Johnston v. Lucas, 786 F.2d 1254, 1259 (5th Cir. 1986).
Farmer v. Brennan, 511 U.S. 825, 832 (1994).
Id. at 837.
Id. at 847.
Id. at 837.
Plaintiff does not allege that his attacker was on Plaintiff's enemy list or should have been, nor does Plaintiff allege that there was any reason to believe Plaintiff's attacker posed a threat to Plaintiff prior to the attack. Further, Plaintiff admits he was treated promptly following the attack, that officials took immediate action to identify the alleged attacker and Plaintiff was protectively removed from his dorm. Also, according to a Notification of Outcome of Allegation, Plaintiff's allegations regarding his attack were determined to be substantiated and the alleged attacker was referred to the district attorney. Plaintiff has failed to allege that any of the defendants had knowledge that Plaintiff faced a substantial risk of serious harm or a risk of any harm at all or that any defendant acted with deliberate indifference following the attack.
R. Doc. 1-1, p. 3.
To the extent that Plaintiff's allegations may be interpreted as seeking to invoke the supplemental jurisdiction of this court over potential state law claims, a district court may decline the exercise of supplemental jurisdiction if a plaintiff's state law claims raise novel or complex issues of state law, if the claims substantially predominate over the claims over which the district court has original jurisdiction, if the district court has dismissed all claims over which it had original jurisdiction, or for other compelling reasons. As Plaintiff's federal claims should be dismissed for failure to state a claim upon which relief can be granted, it is recommended that the Court decline to exercise supplemental jurisdiction over any potential state law claims.
RECOMMENDATION
IT IS RECOMMENDED that this action be DISMISSED, WITH PREJUDICE, for failure to state a claim upon which relief may be granted pursuant to 28 U.S.C. §§ 1915(e) and 1915A.

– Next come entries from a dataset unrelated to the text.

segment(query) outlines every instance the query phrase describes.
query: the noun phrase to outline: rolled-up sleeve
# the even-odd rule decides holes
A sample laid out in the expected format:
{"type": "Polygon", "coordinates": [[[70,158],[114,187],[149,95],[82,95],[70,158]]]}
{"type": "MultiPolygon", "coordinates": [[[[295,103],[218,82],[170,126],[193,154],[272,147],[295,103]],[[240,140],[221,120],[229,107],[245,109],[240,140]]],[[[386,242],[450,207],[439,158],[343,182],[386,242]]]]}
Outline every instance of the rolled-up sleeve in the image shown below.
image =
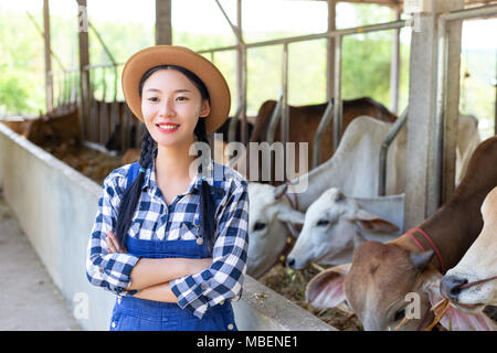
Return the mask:
{"type": "Polygon", "coordinates": [[[120,296],[133,296],[137,290],[125,290],[130,284],[133,267],[139,257],[124,253],[108,253],[107,232],[115,232],[120,189],[119,174],[114,171],[105,180],[98,199],[98,211],[89,237],[86,256],[86,277],[94,286],[103,287],[120,296]]]}
{"type": "Polygon", "coordinates": [[[219,220],[210,268],[169,282],[178,304],[193,310],[198,318],[202,318],[209,307],[224,300],[235,301],[242,296],[248,248],[246,181],[230,190],[219,220]]]}

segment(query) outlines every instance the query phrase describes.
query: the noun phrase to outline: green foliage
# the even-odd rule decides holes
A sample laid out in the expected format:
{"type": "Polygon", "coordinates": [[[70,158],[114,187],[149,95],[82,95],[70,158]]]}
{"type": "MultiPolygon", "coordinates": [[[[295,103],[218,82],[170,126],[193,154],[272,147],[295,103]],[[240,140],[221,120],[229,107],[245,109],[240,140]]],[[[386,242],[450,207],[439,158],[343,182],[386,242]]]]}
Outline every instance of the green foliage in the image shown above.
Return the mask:
{"type": "MultiPolygon", "coordinates": [[[[42,13],[33,13],[39,28],[43,28],[42,13]]],[[[391,10],[380,7],[357,6],[357,25],[393,20],[391,10]]],[[[154,24],[98,22],[92,21],[114,60],[124,64],[136,51],[155,43],[154,24]]],[[[338,23],[340,19],[338,19],[338,23]]],[[[75,17],[51,15],[52,50],[65,68],[78,67],[78,23],[75,17]]],[[[258,40],[300,35],[296,31],[258,33],[258,40]]],[[[99,43],[95,32],[89,29],[91,64],[109,64],[110,57],[99,43]]],[[[254,33],[246,33],[254,36],[254,33]]],[[[371,34],[355,34],[343,38],[342,42],[342,97],[352,99],[369,96],[388,108],[390,101],[390,61],[393,31],[371,34]]],[[[175,32],[173,43],[194,51],[235,44],[230,31],[223,34],[175,32]]],[[[43,39],[27,14],[14,12],[0,13],[0,115],[36,114],[44,110],[44,52],[43,39]]],[[[326,41],[314,40],[292,43],[288,46],[288,103],[290,105],[319,104],[326,100],[326,41]]],[[[237,103],[236,51],[204,54],[213,60],[226,77],[232,93],[232,110],[237,103]]],[[[283,45],[272,45],[247,50],[247,111],[255,115],[267,99],[277,99],[282,89],[283,45]]],[[[410,47],[401,44],[401,75],[399,113],[408,104],[410,47]]],[[[469,78],[463,78],[461,88],[461,108],[463,113],[474,114],[480,126],[488,125],[494,116],[495,88],[491,79],[495,73],[495,53],[493,51],[470,52],[462,56],[462,73],[470,72],[469,78]]],[[[52,60],[52,68],[59,71],[57,61],[52,60]]],[[[120,75],[123,65],[114,69],[92,69],[92,85],[95,96],[104,95],[112,99],[114,90],[118,99],[123,98],[120,75]]],[[[56,96],[56,87],[55,87],[56,96]]],[[[56,98],[56,97],[55,97],[56,98]]],[[[488,132],[489,133],[489,132],[488,132]]]]}

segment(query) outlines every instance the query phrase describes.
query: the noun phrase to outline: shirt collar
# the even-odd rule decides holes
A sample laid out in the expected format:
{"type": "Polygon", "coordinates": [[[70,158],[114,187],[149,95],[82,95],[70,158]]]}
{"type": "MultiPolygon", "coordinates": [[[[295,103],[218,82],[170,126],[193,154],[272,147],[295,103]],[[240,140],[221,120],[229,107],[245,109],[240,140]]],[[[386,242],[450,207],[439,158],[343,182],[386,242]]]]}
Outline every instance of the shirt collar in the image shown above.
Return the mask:
{"type": "MultiPolygon", "coordinates": [[[[147,189],[158,189],[159,184],[157,183],[156,180],[156,159],[157,159],[157,151],[158,148],[156,147],[152,151],[152,162],[147,167],[147,170],[145,171],[145,179],[144,179],[144,184],[141,185],[141,190],[147,190],[147,189]]],[[[210,163],[213,163],[213,160],[210,159],[210,163]]],[[[211,165],[213,167],[213,165],[211,165]]],[[[211,169],[212,171],[212,169],[211,169]]],[[[212,173],[208,173],[209,176],[202,176],[202,173],[197,172],[195,176],[193,178],[193,180],[191,181],[190,185],[188,186],[187,191],[183,192],[181,195],[186,195],[189,193],[193,193],[195,190],[200,189],[200,185],[202,183],[202,180],[205,180],[208,183],[212,184],[212,173]]]]}

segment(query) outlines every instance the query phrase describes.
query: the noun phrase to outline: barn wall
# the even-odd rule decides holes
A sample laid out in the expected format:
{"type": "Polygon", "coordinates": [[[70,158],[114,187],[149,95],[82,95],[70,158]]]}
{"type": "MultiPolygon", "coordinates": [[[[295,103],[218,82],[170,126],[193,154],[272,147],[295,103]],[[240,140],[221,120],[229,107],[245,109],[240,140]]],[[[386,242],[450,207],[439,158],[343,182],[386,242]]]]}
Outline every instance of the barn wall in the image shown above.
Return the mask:
{"type": "MultiPolygon", "coordinates": [[[[107,330],[115,296],[85,271],[101,186],[0,124],[0,189],[82,329],[107,330]]],[[[233,308],[240,330],[335,330],[251,277],[233,308]]]]}

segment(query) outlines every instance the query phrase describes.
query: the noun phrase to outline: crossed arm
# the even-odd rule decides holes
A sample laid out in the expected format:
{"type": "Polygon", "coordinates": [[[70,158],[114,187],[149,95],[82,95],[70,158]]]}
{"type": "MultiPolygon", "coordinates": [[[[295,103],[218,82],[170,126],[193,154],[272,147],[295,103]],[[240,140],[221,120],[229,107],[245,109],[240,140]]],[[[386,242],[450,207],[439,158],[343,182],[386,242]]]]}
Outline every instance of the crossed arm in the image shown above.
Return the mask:
{"type": "MultiPolygon", "coordinates": [[[[112,231],[105,242],[108,252],[126,253],[119,247],[112,231]]],[[[140,258],[130,272],[131,281],[126,290],[139,289],[134,297],[162,302],[178,302],[169,281],[184,276],[199,274],[212,264],[212,258],[140,258]]]]}

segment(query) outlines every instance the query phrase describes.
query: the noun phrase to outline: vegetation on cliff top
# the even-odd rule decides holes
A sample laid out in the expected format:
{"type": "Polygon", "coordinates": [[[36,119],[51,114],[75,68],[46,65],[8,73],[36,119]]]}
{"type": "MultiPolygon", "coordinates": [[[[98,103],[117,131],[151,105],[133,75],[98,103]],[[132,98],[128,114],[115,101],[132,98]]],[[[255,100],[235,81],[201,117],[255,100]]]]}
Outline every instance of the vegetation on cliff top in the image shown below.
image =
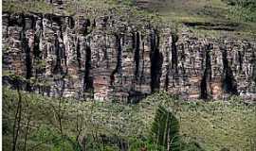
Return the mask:
{"type": "MultiPolygon", "coordinates": [[[[18,150],[23,150],[27,142],[27,150],[71,151],[77,147],[77,139],[88,150],[119,150],[126,145],[130,150],[154,150],[150,148],[157,146],[148,140],[158,106],[172,110],[177,118],[183,145],[191,148],[188,150],[252,151],[256,147],[256,108],[236,97],[229,101],[185,102],[158,92],[132,105],[77,102],[24,92],[21,96],[18,150]]],[[[16,91],[4,88],[5,150],[11,150],[18,98],[16,91]]]]}
{"type": "Polygon", "coordinates": [[[80,0],[65,1],[60,9],[45,1],[11,0],[3,2],[3,10],[72,16],[86,14],[89,18],[111,13],[133,24],[150,21],[179,29],[185,25],[197,36],[255,39],[255,6],[254,0],[162,0],[157,3],[153,0],[80,0]],[[143,8],[139,8],[139,2],[143,2],[143,8]]]}

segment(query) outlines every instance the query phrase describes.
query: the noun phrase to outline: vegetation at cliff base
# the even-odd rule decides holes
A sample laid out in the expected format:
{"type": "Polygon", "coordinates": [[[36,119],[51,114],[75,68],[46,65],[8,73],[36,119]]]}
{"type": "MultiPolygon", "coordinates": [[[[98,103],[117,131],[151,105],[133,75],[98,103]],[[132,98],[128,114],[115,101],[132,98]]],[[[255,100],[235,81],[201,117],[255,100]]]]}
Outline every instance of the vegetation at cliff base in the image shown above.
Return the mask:
{"type": "MultiPolygon", "coordinates": [[[[13,136],[17,136],[16,150],[159,150],[165,141],[152,136],[158,133],[157,123],[173,117],[171,124],[174,119],[176,122],[170,125],[171,129],[179,130],[172,134],[178,134],[181,150],[253,151],[255,111],[254,105],[237,97],[187,102],[157,92],[138,104],[122,104],[78,102],[25,92],[19,95],[17,91],[4,88],[3,148],[11,150],[13,136]]],[[[165,129],[159,136],[168,134],[165,129]]]]}

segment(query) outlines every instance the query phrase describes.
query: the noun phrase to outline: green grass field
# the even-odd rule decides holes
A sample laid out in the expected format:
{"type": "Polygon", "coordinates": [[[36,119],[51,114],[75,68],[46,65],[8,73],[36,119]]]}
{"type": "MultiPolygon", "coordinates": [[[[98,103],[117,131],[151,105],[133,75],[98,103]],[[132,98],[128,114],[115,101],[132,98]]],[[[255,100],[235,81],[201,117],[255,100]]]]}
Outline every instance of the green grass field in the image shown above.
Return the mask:
{"type": "MultiPolygon", "coordinates": [[[[4,89],[4,150],[11,150],[17,98],[16,91],[4,89]]],[[[63,133],[75,140],[78,129],[82,129],[80,138],[92,136],[98,140],[100,146],[101,136],[112,140],[122,139],[132,146],[135,140],[143,142],[149,138],[158,105],[166,107],[177,117],[180,134],[186,143],[196,142],[206,151],[219,151],[223,148],[230,151],[256,149],[256,106],[246,105],[235,97],[225,102],[185,102],[158,92],[138,104],[127,105],[60,100],[22,92],[19,150],[24,148],[27,129],[27,150],[74,150],[72,143],[58,139],[63,133]],[[62,119],[62,126],[59,117],[62,119]]],[[[115,143],[109,143],[104,147],[96,146],[94,142],[87,142],[86,144],[88,150],[119,150],[115,143]]]]}

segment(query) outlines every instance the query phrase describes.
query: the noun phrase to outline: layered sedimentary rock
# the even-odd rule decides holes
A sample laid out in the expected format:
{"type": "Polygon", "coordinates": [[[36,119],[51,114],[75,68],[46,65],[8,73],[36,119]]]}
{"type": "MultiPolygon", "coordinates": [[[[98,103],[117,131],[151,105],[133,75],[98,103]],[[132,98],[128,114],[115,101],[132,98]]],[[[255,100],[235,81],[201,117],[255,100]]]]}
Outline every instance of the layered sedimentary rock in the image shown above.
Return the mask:
{"type": "MultiPolygon", "coordinates": [[[[255,42],[200,39],[111,15],[4,12],[3,70],[49,96],[130,101],[163,90],[188,99],[256,98],[255,42]]],[[[5,76],[4,84],[15,82],[5,76]]]]}

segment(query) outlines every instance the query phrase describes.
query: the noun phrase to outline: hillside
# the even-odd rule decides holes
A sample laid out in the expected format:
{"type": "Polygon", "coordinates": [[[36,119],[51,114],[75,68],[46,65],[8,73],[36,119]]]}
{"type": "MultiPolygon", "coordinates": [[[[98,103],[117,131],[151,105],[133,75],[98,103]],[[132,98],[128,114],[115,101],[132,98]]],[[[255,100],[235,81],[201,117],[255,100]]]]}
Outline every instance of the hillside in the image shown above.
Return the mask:
{"type": "Polygon", "coordinates": [[[254,151],[256,1],[4,0],[3,149],[254,151]]]}
{"type": "MultiPolygon", "coordinates": [[[[152,144],[148,139],[155,111],[160,104],[177,117],[188,151],[220,151],[224,148],[253,151],[256,147],[256,109],[255,106],[244,104],[241,98],[233,97],[226,102],[184,102],[159,92],[139,104],[129,105],[59,100],[24,92],[21,94],[23,108],[19,150],[24,148],[26,134],[27,150],[74,150],[72,142],[60,139],[58,117],[61,115],[64,135],[74,142],[79,135],[81,143],[85,138],[84,145],[88,150],[122,150],[119,145],[122,142],[124,146],[130,146],[131,151],[139,150],[143,145],[153,151],[155,149],[150,149],[152,144]],[[105,142],[101,137],[105,138],[105,142]],[[104,143],[105,146],[102,146],[104,143]]],[[[11,146],[17,98],[16,91],[4,89],[5,150],[10,150],[11,146]]]]}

The plaintiff is advised that 28 U.S.C. § 1915(g) provides that, "In no event shall a prisoner bring a civil action or appeal a judgment in a civil action or proceeding under this section [Proceedings in forma pauperis] if the prisoner has, on 3 or more prior occasions, while incarcerated or detained in any facility, brought an action or appeal in a court of the United States that was dismissed on the grounds that it is frivolous, malicious, or fails to state a claim upon which relief may be granted, unless the prisoner is under imminent danger of serious physical injury." --------
IT IS FURTHER RECOMMENDED that the Court decline the exercise of supplemental jurisdiction over any potential state law claims.
Signed in Baton Rouge, Louisiana, on October 25, 2019.